Amand Biéchy Traité élémentaire d'archéologie classique (1846)

Les Romains n'inventèrent rien en architecture; ils n'étaient que politiques, soldats et juristes, et furent toujours plus ou moins barbares en fait de beaux arts, si on les compare aux Grecs : mais quel peuple n'est point barbare, comparé à ce peuple admirable et unique? Les édifices de Rome se font remarquer par leurs proportions gigantesques; mais ils demeurèrent tous bien loin de la grâce inimitable des monuments d'Athènes. On a beau avoir quarante légions, il faut un Périclès et un Phidias pour produire un Parthénon, et Rome n'eut jamais ni l'un ni l'autre.
Source : Gallica

Amand Biéchy Traité élémentaire d'archéologie classique (1846)

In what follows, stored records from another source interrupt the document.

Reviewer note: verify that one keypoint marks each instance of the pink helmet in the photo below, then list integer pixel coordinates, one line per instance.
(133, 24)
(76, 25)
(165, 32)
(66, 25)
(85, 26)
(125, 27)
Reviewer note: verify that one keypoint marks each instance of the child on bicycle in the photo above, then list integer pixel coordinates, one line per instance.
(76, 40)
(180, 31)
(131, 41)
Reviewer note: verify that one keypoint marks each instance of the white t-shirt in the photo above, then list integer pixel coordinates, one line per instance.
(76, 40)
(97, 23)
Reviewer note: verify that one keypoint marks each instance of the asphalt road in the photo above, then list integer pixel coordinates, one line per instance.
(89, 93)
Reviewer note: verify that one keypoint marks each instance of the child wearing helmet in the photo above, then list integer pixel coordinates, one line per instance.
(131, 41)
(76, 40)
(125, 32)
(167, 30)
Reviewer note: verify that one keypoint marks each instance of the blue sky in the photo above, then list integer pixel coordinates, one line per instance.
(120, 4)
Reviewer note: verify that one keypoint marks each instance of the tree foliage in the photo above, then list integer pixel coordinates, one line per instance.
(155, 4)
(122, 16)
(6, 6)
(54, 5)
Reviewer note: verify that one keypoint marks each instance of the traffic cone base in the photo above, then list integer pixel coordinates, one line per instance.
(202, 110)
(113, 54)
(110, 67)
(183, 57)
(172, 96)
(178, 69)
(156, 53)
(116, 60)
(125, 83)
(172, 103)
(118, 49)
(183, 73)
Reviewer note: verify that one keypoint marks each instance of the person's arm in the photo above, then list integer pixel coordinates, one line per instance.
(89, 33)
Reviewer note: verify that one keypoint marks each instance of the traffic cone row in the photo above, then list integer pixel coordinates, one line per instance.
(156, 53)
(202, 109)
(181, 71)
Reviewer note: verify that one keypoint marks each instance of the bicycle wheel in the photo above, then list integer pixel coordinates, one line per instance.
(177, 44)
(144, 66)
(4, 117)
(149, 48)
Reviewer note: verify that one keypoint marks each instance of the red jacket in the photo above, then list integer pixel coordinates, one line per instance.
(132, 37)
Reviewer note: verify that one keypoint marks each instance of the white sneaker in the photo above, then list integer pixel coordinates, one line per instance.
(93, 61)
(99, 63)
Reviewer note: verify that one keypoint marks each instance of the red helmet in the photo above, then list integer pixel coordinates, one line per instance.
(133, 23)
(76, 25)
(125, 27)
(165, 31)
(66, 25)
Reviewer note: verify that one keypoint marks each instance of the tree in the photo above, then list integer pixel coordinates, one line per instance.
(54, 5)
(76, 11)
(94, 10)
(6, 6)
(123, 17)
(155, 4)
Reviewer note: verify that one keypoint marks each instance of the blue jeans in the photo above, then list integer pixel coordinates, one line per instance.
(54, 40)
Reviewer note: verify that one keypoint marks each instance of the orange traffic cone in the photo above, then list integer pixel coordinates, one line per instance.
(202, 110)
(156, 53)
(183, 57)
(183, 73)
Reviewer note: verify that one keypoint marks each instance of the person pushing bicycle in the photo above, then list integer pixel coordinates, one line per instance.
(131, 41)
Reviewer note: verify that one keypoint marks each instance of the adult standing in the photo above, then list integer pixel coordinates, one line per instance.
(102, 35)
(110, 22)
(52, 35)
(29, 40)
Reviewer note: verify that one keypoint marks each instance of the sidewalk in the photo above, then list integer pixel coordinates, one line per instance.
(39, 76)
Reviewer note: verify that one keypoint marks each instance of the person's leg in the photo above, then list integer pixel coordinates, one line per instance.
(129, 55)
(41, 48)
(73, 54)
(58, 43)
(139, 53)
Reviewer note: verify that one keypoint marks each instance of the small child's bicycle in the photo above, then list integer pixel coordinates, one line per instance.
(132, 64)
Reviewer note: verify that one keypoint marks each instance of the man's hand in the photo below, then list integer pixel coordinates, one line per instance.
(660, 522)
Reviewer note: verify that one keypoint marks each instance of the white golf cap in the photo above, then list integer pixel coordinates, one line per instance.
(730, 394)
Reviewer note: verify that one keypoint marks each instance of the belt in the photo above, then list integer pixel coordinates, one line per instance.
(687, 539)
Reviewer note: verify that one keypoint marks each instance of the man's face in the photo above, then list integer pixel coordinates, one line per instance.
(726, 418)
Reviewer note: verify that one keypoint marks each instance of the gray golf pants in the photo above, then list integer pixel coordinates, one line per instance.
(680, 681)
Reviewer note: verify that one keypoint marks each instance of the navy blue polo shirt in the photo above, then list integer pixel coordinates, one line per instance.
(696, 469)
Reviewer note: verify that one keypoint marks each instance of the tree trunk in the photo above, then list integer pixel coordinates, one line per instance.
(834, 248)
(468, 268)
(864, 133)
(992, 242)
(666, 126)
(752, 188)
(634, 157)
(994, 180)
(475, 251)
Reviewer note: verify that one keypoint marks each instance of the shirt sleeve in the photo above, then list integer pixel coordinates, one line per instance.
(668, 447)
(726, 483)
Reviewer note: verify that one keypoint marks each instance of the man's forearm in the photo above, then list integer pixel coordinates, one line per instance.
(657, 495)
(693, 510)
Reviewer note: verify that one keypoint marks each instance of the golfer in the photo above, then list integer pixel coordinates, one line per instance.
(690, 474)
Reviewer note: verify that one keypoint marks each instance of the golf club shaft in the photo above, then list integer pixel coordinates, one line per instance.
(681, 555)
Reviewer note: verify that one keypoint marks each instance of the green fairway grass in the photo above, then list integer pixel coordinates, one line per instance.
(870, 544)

Le siècle de Périclès, au contraire, offrit en même temps une étonnante réunion d'hommes éminents dans tous les genres.
La Grèce fit alors un sublime effort, et l'on a peine à ne pas s'avouer qu'elle s'élève presque au-dessus de l'humanité. Tel fut l'éclat qu'elle jeta autour d'elle qu'Athènes, qui en avait été le foyer le plus vif, devint désormais comme une ville sacrée, comme un temple des beaux arts : une auréole de gloire l'environna et la protégea contre les ennemis, tant que ceux-ci ne furent pas des barbares. Alexandre détruisit Thèbes et respecta Athènes
Source : Gallica

Amand Biéchy Traité élémentaire d'archéologie classique (1846)

Les lignes des monuments perdent chaque jour de leur pureté; les proportions en sont altérées, en même temps que l'on demande la beauté de l'édifice, non plus à la perfection du style, mais à l'immensité des proportions et à la richesse de l'ornementation.
Cette décadence marcha rapidement : déjà, du temps de Dioclétien, les artistes manquaient, et l'art romain n'était plus que l'ombre de lui-même, le souvenir méconnaissable de sa noble origine. Mais un nouvel ordre de choses était né, qui devait faire naître un art nouveau. Comme les peuples païens, l'art aussi se régénéra dans le baptême.